5. Drive out the inner cardboard tube, using the handle of a mallet to loosen it, then a pair of pliers to pull it out from the aluminum foil. (0:45)

6. Flatten the foil more, again hammering it against an anvil. (1:08)

7. Heat the flat bar of foil on a gas stove. Set the burner on low, and heat one end of the bar. (1:32)

8. Hammer the heated end. Use a pair of pliers to hold the foil. Aluminum conducts heat. (1:43)

9. Flip the foil over and hammer it flat on the other side (1:59)

10. Cool the pliers in a wet cloth. (2:03)

11. Return the foil to the burner. (2:05)

12. Continue hammering the bar of foil flat. (2:09)

13. Hammer further on the foil until it is a flat, hard, compact bar. At this point it should have enough rigidity that you can hit the aluminum foil and it rebounds solidly, instead of squashing. You now have a solid bar of aluminum – the body of the blade! (2:36)

14. Take a knife with a shape that you want to copy. Place it on top of your flat bar of aluminum foil. Use a permanent marker to trace the outline of the original knife on your aluminum foil. (2:52)

15. Secure your aluminum foil bar in a vise. Use a jigsaw to cut out the shape that you traced on the flat aluminum foil bar. (3:02)

16. Lubricate the jigsaw as necessary. Cutting an aluminum knife is hard work! (3:22)

17. Place your new knife form in the vise. (3:58)

18. File down the edges of your knife form. (4:00)

19. Use a whetstone #150 to create the surface of your knife tang. (4:12)

20. Heat your knife over a gas burner, set on high. (4:30)

21. Chisel midway to separate the block of aluminum into two, lengthwise. (4:44)

22. Hammer one half further until it is extremely flat. At this point it should roughly resemble a knife. (4:56)

23. Sand down your knife blade. (5:27)

24. Use whetstone #150 to carve a bevel in your knife. (5:40)

25. Use whetstone #400 to refine the knife bevel. (5:53)

26. Use whetstone #1000 to give your knife a sharp edge. Cool the whetstone repeatedly with precise amounts of water. Higher number whetstones have finer surfaces, producing more contact with the knife and more heat, and requiring more cooling. (6:00)

27. Use whetstone #2000 to polish your knife edge. (6:33)

28. Use whetstone #6000, then #8000, then #12000, then #30000, for progressive rounds of final sharpening. (7:02)
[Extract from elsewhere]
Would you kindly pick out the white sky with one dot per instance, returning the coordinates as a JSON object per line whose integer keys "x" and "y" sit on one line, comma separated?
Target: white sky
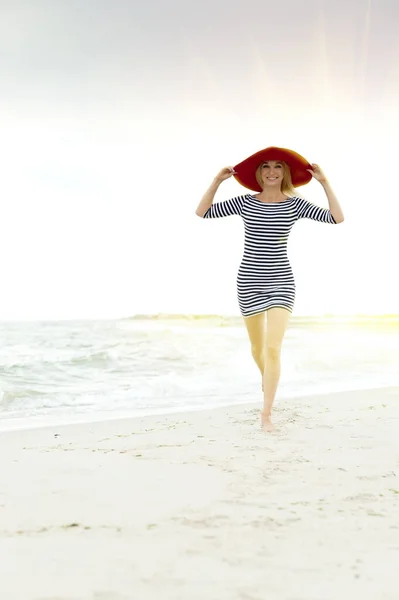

29. On a block of wood, trace the outline of your tang with a marker. This will become your knife handle. (7:53)

30. Place the wood block in a vise, and saw out the shape. Then saw the handle in two lengthwise, so that you can place the handle on both sides of your tang. Sand down the handle wood, and brush away the debris. (7:58)

31. Draw two points on your knife tang. These will become the attachment points for your handle. Drill out holes in these points, using a wood board to receive the excess drilling. File the knife smooth where you drilled out the holes. (8:25)

32. Drill holes at the same locations on the wood handles. You can see the distance from drilling the knife into the wood board. (8:46)

33. Screw together the knife between the two handle sides. (8:48)

34. Use a diamond jigsaw to cut away the excess screws from the handle. (8:57)

35. File down the remaining screws in the handle. (9:19)

36. Use sand paper to smooth out the joined handle. File down the wood until it sits flush with the aluminum tang. (9:26)

37. Use a razor strop to straighten the knife and give it a reflective sheen. (9:52)

38. You should now have a knife that looks like the original. (10:17)

39. Cut up your favorite food! (10:42)

40. Place your aluminum foil roll knife proudly on display. (10:52)

Kiwami Japan is a Japanese YouTube Channel that creates unique knife making and sharpening tutorials in Japanese.

The Japanese title hilariously translates as “I want to make kitchen knife of roasted aluminum foil!”

The video demonstrates the creation of a sashimi knife, however you can choose your own shape.